Menschen haben ein „Katastrophengedächtnis“ habe ich vor kurzem in einer psychologischen Studie gelesen. Damit ist gemeint, dass das menschliche Gehirn darauf programmiert ist, besonders schwierige, belastende oder gefährliche Situationen besser abzuspeichern.

Der Grund dafür ist einfach erklärt: Wenn wir uns bestens auf die Zukunft vorbereiten wollen, müssen wir Gefahren vorhersehen können. Eine überlebenswichtige Funktion.

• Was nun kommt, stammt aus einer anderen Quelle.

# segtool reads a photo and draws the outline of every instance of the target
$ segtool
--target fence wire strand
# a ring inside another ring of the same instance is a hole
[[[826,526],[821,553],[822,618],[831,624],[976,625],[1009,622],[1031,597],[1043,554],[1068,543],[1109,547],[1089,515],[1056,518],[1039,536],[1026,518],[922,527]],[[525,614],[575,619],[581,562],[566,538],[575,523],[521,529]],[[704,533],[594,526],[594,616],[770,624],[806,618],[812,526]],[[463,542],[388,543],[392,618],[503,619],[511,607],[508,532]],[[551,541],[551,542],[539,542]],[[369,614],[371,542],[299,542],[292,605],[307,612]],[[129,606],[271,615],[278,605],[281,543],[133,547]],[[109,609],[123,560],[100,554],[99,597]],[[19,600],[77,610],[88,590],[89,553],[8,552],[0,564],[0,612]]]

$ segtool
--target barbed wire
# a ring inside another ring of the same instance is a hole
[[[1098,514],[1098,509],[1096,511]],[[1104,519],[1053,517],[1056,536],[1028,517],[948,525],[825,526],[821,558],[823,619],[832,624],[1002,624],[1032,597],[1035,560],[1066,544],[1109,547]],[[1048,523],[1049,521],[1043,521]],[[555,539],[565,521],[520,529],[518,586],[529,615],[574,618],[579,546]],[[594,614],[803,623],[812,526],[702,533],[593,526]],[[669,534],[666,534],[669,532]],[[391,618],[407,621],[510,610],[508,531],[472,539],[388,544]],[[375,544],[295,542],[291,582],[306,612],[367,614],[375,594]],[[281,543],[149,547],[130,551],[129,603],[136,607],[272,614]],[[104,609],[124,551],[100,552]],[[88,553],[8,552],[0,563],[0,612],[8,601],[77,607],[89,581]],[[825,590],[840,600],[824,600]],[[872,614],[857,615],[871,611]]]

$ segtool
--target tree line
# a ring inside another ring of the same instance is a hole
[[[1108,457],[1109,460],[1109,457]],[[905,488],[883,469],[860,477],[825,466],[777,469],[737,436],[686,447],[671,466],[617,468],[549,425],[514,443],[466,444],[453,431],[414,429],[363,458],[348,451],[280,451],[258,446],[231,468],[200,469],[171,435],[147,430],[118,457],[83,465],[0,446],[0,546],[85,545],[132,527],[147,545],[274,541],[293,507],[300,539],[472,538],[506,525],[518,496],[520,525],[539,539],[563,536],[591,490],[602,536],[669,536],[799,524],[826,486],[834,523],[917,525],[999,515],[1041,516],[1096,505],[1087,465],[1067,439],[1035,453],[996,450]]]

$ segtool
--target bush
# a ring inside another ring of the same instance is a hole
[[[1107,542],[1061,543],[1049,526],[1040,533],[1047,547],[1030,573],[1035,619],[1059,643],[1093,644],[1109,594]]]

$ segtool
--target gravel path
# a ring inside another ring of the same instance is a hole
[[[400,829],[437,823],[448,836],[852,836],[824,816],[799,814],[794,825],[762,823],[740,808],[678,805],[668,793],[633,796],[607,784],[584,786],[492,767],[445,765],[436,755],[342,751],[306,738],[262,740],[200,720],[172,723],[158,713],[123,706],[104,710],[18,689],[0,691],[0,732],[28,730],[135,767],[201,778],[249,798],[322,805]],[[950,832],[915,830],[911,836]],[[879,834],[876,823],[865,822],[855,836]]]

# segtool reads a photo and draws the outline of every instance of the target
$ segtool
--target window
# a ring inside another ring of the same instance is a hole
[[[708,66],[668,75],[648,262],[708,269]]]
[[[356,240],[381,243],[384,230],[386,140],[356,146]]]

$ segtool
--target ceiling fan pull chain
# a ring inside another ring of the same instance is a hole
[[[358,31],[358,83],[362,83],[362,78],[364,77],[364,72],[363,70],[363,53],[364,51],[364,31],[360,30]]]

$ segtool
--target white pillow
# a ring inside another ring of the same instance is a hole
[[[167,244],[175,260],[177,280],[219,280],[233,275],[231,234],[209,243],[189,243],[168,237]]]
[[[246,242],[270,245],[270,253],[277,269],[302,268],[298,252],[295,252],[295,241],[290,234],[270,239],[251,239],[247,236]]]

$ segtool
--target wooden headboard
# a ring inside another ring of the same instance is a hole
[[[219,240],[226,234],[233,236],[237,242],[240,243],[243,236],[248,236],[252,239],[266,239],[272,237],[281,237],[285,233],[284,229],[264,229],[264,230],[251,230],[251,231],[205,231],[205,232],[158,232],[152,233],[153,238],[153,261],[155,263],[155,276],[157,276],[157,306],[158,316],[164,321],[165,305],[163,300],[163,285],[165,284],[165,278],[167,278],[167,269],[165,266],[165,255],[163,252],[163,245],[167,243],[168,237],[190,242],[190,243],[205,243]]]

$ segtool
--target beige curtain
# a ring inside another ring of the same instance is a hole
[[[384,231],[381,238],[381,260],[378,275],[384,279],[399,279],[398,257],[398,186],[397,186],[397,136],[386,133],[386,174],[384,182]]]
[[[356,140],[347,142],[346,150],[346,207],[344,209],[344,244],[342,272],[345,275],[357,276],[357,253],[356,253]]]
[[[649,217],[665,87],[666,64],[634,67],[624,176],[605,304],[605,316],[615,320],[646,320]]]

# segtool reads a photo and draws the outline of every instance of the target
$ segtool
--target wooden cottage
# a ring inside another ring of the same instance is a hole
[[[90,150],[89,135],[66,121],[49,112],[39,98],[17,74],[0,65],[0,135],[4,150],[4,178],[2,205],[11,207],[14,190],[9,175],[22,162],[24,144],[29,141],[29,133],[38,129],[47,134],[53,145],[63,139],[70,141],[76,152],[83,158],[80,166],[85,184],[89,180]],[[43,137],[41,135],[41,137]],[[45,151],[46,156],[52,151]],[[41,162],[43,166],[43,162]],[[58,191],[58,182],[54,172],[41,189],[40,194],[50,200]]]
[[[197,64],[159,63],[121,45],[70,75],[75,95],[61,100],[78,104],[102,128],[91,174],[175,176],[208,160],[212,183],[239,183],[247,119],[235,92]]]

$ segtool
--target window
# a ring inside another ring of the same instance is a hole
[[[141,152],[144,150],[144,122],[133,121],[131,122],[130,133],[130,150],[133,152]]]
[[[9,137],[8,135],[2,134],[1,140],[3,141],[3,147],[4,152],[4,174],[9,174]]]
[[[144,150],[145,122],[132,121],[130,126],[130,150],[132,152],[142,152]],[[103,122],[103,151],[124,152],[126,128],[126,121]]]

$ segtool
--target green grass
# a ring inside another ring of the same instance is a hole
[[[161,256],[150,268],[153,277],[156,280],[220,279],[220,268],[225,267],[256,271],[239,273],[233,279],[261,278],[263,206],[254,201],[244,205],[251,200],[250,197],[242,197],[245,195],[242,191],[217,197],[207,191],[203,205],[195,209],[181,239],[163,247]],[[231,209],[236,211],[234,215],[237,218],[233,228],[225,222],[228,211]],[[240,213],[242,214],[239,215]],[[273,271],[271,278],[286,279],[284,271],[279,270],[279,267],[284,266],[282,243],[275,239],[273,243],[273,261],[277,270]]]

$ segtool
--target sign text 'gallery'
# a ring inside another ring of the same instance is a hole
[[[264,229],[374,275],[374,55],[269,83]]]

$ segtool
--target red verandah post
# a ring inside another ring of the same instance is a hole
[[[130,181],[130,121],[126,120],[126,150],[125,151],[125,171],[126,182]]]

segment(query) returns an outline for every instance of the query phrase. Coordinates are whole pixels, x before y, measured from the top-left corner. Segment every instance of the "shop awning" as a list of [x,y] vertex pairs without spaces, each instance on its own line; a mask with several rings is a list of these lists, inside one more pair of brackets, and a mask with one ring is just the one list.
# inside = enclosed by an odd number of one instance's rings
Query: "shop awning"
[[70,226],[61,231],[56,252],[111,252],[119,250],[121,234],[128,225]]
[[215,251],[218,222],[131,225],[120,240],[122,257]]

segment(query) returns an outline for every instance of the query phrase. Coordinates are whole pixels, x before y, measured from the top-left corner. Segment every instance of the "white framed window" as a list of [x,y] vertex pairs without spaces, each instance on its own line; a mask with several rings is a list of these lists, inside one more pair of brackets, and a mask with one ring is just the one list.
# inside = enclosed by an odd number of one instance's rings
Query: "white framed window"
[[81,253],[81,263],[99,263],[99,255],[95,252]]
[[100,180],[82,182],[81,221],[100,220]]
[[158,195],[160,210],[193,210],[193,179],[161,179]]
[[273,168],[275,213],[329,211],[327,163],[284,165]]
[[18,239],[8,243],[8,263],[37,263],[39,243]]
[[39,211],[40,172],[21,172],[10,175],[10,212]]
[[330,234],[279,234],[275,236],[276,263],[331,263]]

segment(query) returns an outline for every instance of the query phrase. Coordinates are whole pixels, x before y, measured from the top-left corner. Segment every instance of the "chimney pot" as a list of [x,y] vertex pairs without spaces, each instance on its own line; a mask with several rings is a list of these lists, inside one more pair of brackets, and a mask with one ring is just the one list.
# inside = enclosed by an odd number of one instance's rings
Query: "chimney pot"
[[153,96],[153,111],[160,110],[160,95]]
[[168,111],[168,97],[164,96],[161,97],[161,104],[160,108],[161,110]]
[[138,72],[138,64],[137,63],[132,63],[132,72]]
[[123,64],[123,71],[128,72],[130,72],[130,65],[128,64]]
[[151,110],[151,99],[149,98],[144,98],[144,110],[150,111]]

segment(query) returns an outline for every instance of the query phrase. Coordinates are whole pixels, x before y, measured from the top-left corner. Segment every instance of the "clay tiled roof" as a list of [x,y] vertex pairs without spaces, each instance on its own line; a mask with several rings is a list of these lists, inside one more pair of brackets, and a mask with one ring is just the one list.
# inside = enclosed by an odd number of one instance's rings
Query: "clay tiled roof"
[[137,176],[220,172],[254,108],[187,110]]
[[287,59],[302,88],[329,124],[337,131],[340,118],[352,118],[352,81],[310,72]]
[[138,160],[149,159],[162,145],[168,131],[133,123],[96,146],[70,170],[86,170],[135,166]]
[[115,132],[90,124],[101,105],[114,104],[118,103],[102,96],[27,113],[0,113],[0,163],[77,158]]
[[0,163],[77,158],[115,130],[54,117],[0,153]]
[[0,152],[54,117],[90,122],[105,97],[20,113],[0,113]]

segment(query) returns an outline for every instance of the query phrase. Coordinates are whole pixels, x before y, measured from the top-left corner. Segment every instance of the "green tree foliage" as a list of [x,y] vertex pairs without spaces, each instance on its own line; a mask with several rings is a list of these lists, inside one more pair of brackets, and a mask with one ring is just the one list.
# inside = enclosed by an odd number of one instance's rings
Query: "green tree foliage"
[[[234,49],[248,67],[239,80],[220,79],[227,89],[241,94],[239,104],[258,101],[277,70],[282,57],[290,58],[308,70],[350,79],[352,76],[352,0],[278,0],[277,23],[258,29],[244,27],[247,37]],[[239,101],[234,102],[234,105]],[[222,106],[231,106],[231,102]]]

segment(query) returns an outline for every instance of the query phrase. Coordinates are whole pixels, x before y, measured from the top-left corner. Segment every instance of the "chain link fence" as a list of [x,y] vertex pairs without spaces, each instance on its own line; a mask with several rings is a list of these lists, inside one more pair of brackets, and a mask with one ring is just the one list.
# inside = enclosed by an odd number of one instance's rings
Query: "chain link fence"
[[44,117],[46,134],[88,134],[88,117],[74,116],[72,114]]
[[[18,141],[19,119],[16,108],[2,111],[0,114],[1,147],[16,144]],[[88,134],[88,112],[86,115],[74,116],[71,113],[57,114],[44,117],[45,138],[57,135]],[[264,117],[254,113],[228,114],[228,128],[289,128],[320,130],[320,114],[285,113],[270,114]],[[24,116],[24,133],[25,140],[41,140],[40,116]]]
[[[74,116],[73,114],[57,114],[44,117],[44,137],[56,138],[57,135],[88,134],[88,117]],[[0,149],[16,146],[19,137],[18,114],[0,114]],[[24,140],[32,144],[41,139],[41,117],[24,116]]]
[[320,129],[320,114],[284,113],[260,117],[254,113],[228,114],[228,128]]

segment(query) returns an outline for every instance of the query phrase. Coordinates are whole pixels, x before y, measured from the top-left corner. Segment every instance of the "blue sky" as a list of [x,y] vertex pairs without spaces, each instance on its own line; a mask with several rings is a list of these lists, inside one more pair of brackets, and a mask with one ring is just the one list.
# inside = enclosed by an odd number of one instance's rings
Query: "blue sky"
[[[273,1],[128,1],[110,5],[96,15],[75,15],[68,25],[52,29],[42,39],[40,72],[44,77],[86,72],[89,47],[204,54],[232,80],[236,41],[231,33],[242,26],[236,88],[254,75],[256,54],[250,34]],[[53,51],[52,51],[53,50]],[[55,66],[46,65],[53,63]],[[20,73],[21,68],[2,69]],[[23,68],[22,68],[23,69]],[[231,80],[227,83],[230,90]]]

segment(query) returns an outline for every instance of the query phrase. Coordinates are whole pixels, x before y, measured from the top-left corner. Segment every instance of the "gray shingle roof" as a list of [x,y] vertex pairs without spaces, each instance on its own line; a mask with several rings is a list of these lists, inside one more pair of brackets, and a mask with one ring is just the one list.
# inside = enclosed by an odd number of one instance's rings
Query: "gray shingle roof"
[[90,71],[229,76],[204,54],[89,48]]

Dieses Katastrophengedächtnis macht sich aber manchmal ein wenig selbständig. Es ist entscheidend zum Beispiel Autos oder Spinnen als potenziell gefährlich einschätzen zu können und ihnen entsprechend zu begegnen oder auszuweichen. Übernimmt das Katastrophengedächtnis ist jedes Auto der Feind und wir fürchten uns vor jeder kleinen Spinne. Nicht besonders nützlich im Alltag.

Ebenso wenig nützlich, wenn das Katastrophengedächtnis zum Beispiel Menschen aus anderen Kulturen, Sprechen vor großen Gruppen oder Vorgesetzte generell als Gefahr identifiziert. Menschen, die wir nicht verstehen verunsichern unser Selbstbild, das ist ganz natürlich. Uns zu exponieren macht Angst und Autoritäten erinnern uns an so manche Kindheitssituation. Diese Liste ließe sich endlos fortführen und ist sicher individuell ganz unterschiedlich.

Hier braucht das an sich gute Gedächtnis-Schutzsystem im Gehirn eine bewusste Unterscheidung zwischen verständlicher Vorsicht und konstruierter Katastrophe, die meist ohnehin nur in der eigenen Phantasie abläuft. Innehalten, durchatmen und nachdenken hilft. Privat und gesellschaftlich.